(Bloomberg) --

U.S. Treasury Secretary Janet Yellen signaled she’ll prod multilateral development banks to rein in their lending for fossil fuels, part of a global effort to make the financial system greener.

Yellen said she will convene the heads of such institutions “to articulate our expectations that the MDBs align their portfolios with the Paris Agreement and net-zero goals as urgently as possible,” according to the text of a speech she was set to deliver at an international climate conference in Venice, Italy.

The remarks reflect an effort by finance ministers and central bankers around the world to push lending institutions to support goals for slashing greenhouse-gas emissions and stop money flowing into projects that add to pollution.

While the money development banks lend is small, those funds unlock much bigger money flows from commercial lenders -- especially in developing nations. Green groups in recent years have targeted efforts on curtailing the support of development banks for fossil fuels, seeing that as a way to dry up funding for projects that pollute.

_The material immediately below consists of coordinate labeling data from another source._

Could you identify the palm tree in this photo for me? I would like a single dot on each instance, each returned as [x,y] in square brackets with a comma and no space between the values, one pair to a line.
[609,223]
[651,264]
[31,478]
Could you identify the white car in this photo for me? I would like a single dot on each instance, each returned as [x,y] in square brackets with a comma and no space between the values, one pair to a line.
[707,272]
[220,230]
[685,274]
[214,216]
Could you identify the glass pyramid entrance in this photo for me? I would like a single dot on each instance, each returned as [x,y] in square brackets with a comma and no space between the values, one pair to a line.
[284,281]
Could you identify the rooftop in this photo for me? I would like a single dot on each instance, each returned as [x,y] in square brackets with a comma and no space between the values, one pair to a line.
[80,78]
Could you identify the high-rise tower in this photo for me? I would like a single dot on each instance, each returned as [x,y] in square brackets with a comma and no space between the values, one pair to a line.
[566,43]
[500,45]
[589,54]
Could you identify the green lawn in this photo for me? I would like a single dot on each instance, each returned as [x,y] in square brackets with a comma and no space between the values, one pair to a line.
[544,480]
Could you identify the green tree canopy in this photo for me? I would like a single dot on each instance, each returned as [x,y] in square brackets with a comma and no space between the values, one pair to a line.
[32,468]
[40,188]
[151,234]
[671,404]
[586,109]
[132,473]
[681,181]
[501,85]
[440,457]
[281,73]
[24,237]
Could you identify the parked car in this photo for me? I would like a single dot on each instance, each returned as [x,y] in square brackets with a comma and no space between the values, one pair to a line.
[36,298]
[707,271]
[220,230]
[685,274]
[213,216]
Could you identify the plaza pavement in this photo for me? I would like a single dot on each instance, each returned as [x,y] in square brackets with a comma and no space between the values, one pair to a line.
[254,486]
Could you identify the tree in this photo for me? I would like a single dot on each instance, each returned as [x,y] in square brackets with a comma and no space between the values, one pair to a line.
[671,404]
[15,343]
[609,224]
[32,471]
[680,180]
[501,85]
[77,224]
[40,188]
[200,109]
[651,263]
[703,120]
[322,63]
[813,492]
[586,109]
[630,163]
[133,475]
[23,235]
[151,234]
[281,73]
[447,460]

Since the beginning of the pandemic, development banks have extended $12 billion to clean energy projects and $3 billion to ones for polluting fuels like oil and natural gas, the International Institute for Sustainable Development said in March. For the first time ever in the research group’s rankings, no money went to support coal.

Many institutions, notably the Asian Development Bank, have said they will stop lending to coal projects. But most will support natural gas, the cleanest of the fossil fuels. Scientists say the world must reduce emissions from all of those sources of energy to zero by the middle of the century to prevent dangerous levels of warming in the atmosphere.

Yellen also expects development banks will “discourage new investments in fossil fuel-based power generation except where other options are not possible.”

The conference followed a Group of 20 meeting for finance ministers and central bankers in Venice, which focused in part on climate efforts. In the G-20’s communique on Saturday, officials also urged MDB “step up their efforts to pursue alignment with the Paris Agreement” on climate change, which calls for all nations to reduce emissions.

European officials also pushed to include in the statement a call for net-zero carbon emissions by 2050 but were thwarted by several countries that are more reliant on fossil fuels, according to people familiar with the negotiations who asked not to be named because the discussions were private.